The results reported in this paragraph, including the comparisons of skill premia with and without supplementary earnings, are limited to those observations for which the data needed for constructing the adjustment factor are available. This amounts to about 96 percent of the sample for the years 1990-97. Data on average gross monthly pay in the year prior to the survey were not available for 1984-89. For these years, I constructed the adjustment factors using current year gross income (assuming full-year employment) in the denominator. I do not show the results for 1984-89 here since the adjusted data would not strictly be comparable with those for 1990-97, but those results were also very similar in each year to the corresponding results for wages excluding supplementary income.
Keane and Prasad (1996) provide an example of the importance of accounting for selection bias in estimating skill differentials.
The selection model involves two equations: (i) the basic OLS wage equation and (ii) a probit employment choice equation. The employment equation includes the right hand side variables in equation (i) (except tenure) and a set of additional variables that could influence self-selection into employment but would not be expected to affect the wage. This set of additional variables included dummies for marital status and presence of kids. Additional dummies for status as head of household and home ownership were also tried, but did not add much. The sample for equation (i) conforms to that of the results reported in earlier sections (full-time employed males, excluding self-employed etc.); all other male labor force participants were included in the estimation of the second equation. The parameters of equations (i) and (ii) were jointly estimated by maximum likelihood techniques.
These data are taken from Statistiches Taschenbuch 1998: Arbeits und Sozialstatistik (Bundesministerium fur Arbeit und Sozialordnung). Note that the numbers refer to United Germany starting in 1991 and to West Germany before that. Assuming plausible elasticities of substitution between capital and labor, the labor-supply shift caused by unification can not by itself explain anything close to the observed trend decline in the wage share.

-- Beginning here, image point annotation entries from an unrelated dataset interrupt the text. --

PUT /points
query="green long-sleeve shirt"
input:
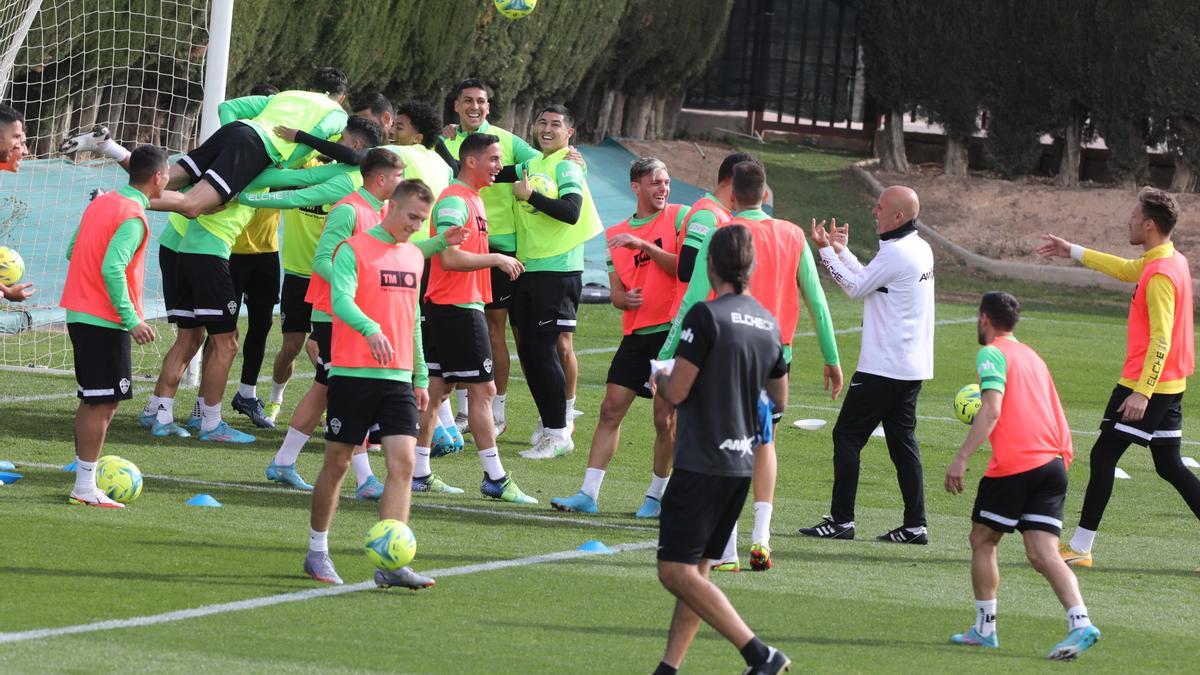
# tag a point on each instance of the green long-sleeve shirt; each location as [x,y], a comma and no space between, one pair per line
[345,285]
[805,275]
[118,255]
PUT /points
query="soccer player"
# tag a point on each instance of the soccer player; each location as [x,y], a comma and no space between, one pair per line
[1025,483]
[1146,404]
[378,372]
[730,352]
[102,296]
[642,257]
[472,105]
[237,153]
[897,356]
[551,232]
[784,273]
[456,341]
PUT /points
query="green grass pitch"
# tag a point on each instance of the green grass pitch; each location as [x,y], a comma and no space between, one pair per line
[852,607]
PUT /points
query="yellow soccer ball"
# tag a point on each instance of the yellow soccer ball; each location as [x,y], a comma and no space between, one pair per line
[515,9]
[966,404]
[12,266]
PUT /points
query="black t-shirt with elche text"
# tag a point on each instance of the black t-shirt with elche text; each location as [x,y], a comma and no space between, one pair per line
[735,342]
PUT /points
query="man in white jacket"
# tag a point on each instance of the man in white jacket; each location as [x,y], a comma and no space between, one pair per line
[897,356]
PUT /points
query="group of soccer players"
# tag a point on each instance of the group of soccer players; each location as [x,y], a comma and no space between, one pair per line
[412,248]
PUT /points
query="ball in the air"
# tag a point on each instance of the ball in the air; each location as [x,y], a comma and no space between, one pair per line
[12,266]
[515,9]
[966,404]
[543,185]
[390,544]
[119,478]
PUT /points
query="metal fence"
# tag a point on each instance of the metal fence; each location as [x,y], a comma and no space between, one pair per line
[793,65]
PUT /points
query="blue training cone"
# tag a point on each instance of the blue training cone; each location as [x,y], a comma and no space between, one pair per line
[203,500]
[594,547]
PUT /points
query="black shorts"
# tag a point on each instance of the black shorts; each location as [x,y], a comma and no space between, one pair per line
[229,160]
[546,302]
[631,364]
[503,288]
[1163,422]
[205,286]
[168,264]
[103,363]
[456,344]
[323,335]
[357,404]
[295,314]
[1031,500]
[699,513]
[256,278]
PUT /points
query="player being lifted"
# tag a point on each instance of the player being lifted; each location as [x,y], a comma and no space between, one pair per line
[456,339]
[642,257]
[102,296]
[378,374]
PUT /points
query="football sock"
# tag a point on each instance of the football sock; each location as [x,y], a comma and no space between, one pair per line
[291,448]
[491,460]
[318,542]
[421,465]
[658,485]
[731,547]
[210,417]
[592,481]
[165,411]
[755,652]
[985,617]
[445,414]
[762,512]
[498,406]
[1077,617]
[361,464]
[1083,539]
[85,477]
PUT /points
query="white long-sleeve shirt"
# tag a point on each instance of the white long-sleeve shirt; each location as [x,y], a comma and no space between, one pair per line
[898,310]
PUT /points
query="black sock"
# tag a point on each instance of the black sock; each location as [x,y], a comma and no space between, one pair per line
[755,652]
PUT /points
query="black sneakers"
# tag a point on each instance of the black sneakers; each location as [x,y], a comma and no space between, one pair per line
[903,536]
[829,530]
[777,662]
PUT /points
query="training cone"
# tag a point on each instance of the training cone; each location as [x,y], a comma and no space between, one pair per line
[594,547]
[203,500]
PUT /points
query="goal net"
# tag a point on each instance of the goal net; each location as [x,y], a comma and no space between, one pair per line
[135,66]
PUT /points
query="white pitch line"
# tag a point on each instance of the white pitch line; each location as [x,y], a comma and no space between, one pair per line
[299,596]
[418,505]
[936,418]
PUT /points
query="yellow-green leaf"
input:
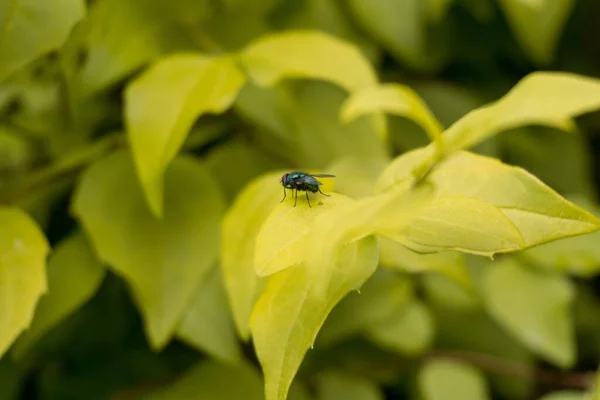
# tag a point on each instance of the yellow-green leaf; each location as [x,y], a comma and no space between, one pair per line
[74,275]
[565,395]
[162,104]
[307,54]
[450,380]
[23,251]
[121,36]
[462,224]
[303,125]
[207,323]
[541,98]
[31,28]
[539,214]
[290,312]
[534,307]
[397,100]
[163,260]
[408,331]
[579,255]
[378,299]
[400,28]
[538,25]
[333,385]
[241,225]
[356,176]
[449,263]
[282,239]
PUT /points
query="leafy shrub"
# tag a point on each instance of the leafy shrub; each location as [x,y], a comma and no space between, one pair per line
[146,251]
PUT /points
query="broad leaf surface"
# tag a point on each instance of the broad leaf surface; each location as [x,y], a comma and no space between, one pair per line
[31,28]
[378,299]
[74,276]
[282,239]
[449,380]
[579,255]
[163,260]
[125,35]
[333,385]
[565,395]
[23,251]
[163,103]
[451,264]
[538,25]
[307,54]
[408,331]
[397,100]
[538,213]
[241,225]
[302,119]
[292,309]
[534,307]
[207,323]
[541,98]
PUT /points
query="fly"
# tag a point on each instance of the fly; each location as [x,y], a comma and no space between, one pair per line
[304,182]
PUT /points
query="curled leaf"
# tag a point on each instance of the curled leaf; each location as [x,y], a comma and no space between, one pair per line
[23,251]
[291,310]
[162,104]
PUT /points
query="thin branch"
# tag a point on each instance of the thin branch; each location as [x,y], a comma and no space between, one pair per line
[503,366]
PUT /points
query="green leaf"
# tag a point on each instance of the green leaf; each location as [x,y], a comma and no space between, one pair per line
[579,255]
[408,331]
[400,28]
[11,380]
[307,54]
[124,35]
[237,162]
[534,307]
[462,224]
[397,100]
[302,119]
[23,250]
[446,379]
[564,395]
[538,24]
[292,309]
[74,276]
[538,214]
[214,381]
[537,150]
[30,29]
[207,323]
[163,260]
[333,385]
[241,225]
[163,103]
[541,98]
[378,299]
[451,264]
[356,176]
[281,241]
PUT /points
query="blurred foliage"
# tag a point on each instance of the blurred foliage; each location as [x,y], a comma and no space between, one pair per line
[146,251]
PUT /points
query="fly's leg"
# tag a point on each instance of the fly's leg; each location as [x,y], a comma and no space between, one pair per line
[323,193]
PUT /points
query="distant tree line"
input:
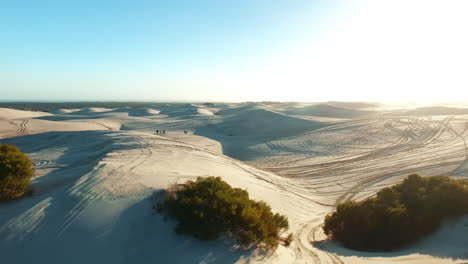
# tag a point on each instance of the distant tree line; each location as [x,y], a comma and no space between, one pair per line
[398,215]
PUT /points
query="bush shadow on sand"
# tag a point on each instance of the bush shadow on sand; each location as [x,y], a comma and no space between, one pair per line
[152,239]
[449,241]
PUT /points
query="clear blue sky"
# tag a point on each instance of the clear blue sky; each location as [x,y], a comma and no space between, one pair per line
[198,50]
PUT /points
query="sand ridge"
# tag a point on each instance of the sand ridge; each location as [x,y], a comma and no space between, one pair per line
[98,169]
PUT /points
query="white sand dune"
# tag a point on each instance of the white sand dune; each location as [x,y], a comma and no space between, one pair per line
[331,111]
[435,110]
[97,172]
[10,114]
[262,122]
[136,112]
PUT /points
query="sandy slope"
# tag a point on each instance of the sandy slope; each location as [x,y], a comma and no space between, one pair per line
[98,169]
[9,114]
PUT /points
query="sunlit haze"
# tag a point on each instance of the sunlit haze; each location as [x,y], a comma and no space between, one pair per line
[234,50]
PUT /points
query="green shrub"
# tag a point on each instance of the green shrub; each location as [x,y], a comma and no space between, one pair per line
[398,215]
[210,207]
[15,172]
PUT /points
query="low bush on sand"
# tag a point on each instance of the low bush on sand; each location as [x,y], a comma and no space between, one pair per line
[209,207]
[15,172]
[398,215]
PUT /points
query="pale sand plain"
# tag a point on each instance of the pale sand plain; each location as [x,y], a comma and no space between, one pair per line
[99,169]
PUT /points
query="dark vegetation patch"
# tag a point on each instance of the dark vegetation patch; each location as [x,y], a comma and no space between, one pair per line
[15,172]
[209,208]
[398,215]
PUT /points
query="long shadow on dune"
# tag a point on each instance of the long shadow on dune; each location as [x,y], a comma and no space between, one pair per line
[78,153]
[448,242]
[151,239]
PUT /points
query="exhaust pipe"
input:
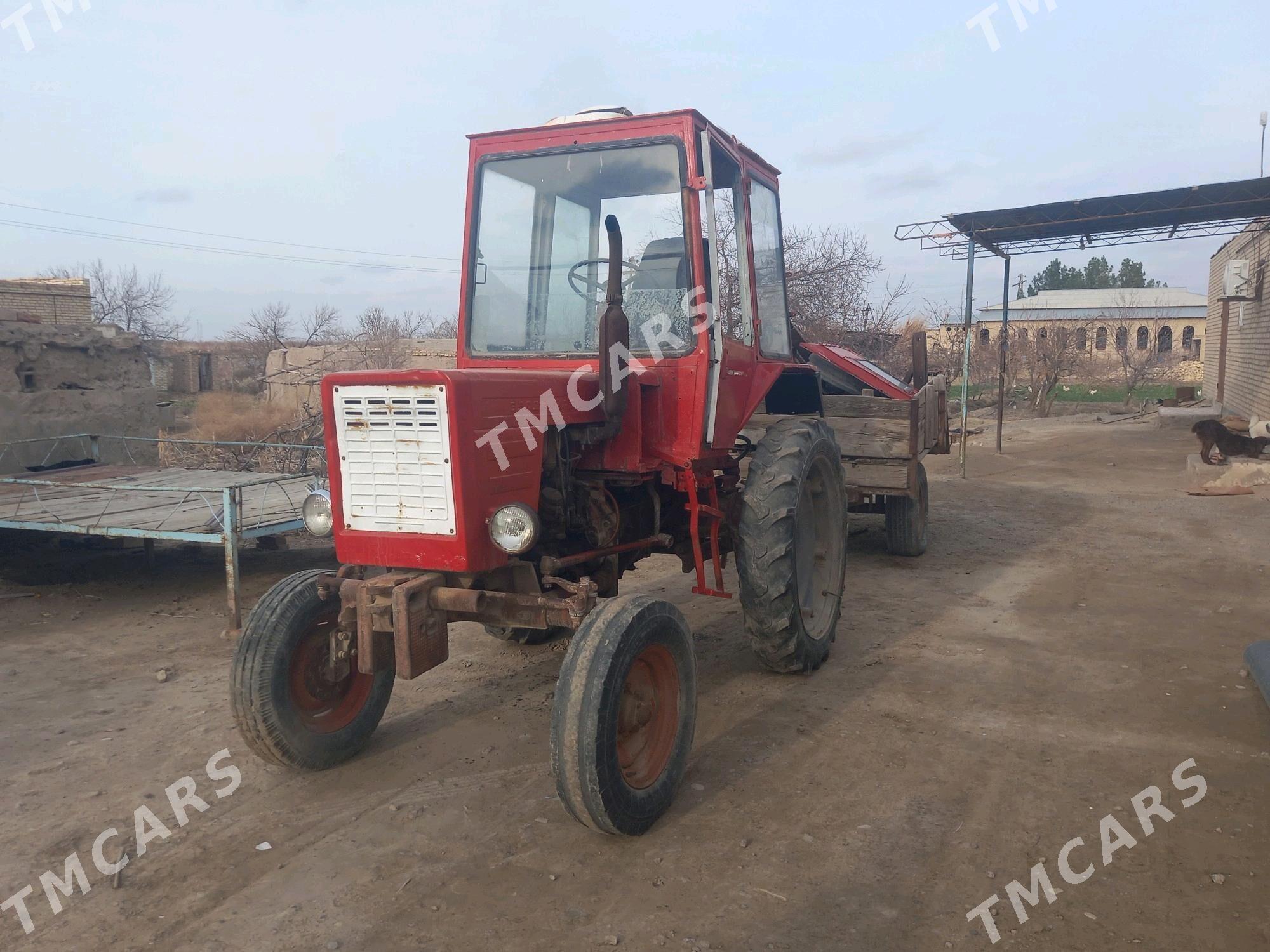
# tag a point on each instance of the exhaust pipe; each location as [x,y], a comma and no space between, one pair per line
[614,331]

These data were obtained from the German Ministry of Finance. Since aggregate employment has grown by much less than output growth in the 1980s and 1990s, the increase in the capital-output ratio is probably a downward-biased measure of the increase in the capital-labor ratio. Recent developments in investment and output suggest that the capital-output ratio shown through 1995 in Figure 12 has risen further since then.
See Griliches (1969) and Goldin and Katz (1998) for some evidence on capital-skill complementarity. Krusell et al. (2000) argue that capital-skill complementarity is important for understanding changes in wage inequality in the United States.
This is, again, a dynamic phenomenon but, for expositional convenience, is discussed here as a static concept. Steiner and Wagner (1997) present some evidence of relative labor demand shifts in West German manufacturing in response to skill-biased technological change as well as intensified international competition.